Lady Chen (陳夫人, personal name unknown), formally the Lady Dowager Zhaoyi of Jin (晉國昭懿太夫人), was the mother of Qian Yuanguan (King Wenmu) (né Qian Chuanguan, name changed to Qian Yuanguan upon his succession to the throne), the second king of the Chinese state Wuyue of the Five Dynasties and Ten Kingdoms period.

Little is known about Lady Chen's background. She was a concubine of Qian Chuanguan's father, Wuyue's first king Qian Liu (King Wusu) (whose wife was Lady Wu). She gave birth to his seventh son, Qian Chuanguan, in 887. Qian Chuanguan was designated Qian Liu's heir in 928, and that year, Qian Liu, with permission from Emperor Mingzong of Later Tang, whom Qian Liu was a vassal of, transferred the title of military governor (Jiedushi) of Zhenhai (鎮海, headquartered in modern Hangzhou, Zhejiang) and Zhendong (鎮東, headquartered in modern Shaoxing, Zhejiang) — which made up the vast majority of Wuyue's territory — to Qian Chuanguan, while remaining king himself. It is unclear what title, if any, Lady Chen carried during Qian Liu's lifetime.

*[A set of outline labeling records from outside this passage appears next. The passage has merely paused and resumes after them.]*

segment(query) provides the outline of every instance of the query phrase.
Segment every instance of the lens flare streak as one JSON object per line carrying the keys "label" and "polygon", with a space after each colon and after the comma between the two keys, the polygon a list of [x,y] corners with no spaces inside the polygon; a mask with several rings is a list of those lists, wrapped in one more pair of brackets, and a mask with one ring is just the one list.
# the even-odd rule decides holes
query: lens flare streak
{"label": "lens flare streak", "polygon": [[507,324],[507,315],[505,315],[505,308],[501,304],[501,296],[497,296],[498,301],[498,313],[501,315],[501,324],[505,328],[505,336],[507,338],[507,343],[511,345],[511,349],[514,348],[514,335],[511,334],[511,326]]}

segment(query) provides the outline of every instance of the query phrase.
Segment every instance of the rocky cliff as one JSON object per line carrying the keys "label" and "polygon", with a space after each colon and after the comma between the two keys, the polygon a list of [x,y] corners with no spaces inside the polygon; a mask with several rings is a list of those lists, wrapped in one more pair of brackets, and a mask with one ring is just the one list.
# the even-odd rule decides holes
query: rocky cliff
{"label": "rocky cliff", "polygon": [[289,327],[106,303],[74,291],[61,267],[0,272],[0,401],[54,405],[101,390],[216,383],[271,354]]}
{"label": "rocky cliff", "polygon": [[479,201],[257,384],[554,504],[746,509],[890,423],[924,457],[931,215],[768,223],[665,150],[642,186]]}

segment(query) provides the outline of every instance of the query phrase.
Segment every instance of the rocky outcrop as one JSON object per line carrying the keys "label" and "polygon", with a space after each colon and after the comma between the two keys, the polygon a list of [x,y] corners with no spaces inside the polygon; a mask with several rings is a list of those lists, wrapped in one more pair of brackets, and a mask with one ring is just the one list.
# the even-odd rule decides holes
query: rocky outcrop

Qian Liu died in 932, and Qian Chuanguan took over administration of the state (and changed his name to Qian Yuanguan), although for some time did not use the title of King of Wuyue but instead referred to himself by the military governor title (and, in succession, the Later Tang-bestowed titles of Prince of Wu and Prince of Yue) when reporting to Later Tang, to whom Wuyue was a vassal. (He would assume the king title only years after Lady Chen's death, in 937.) It was said that Qian Yuanguan was respectful and filially pious toward his mother. He also treated her family well, presenting them with many gifts, but never gave them offices on account of her. She died in the early Qingtai era (934-936) of the Later Tang emperor Li Congke and was posthumously created the Lady Dowager of Jin, with the posthumous name of Zhaoyi ("accomplished and benevolent").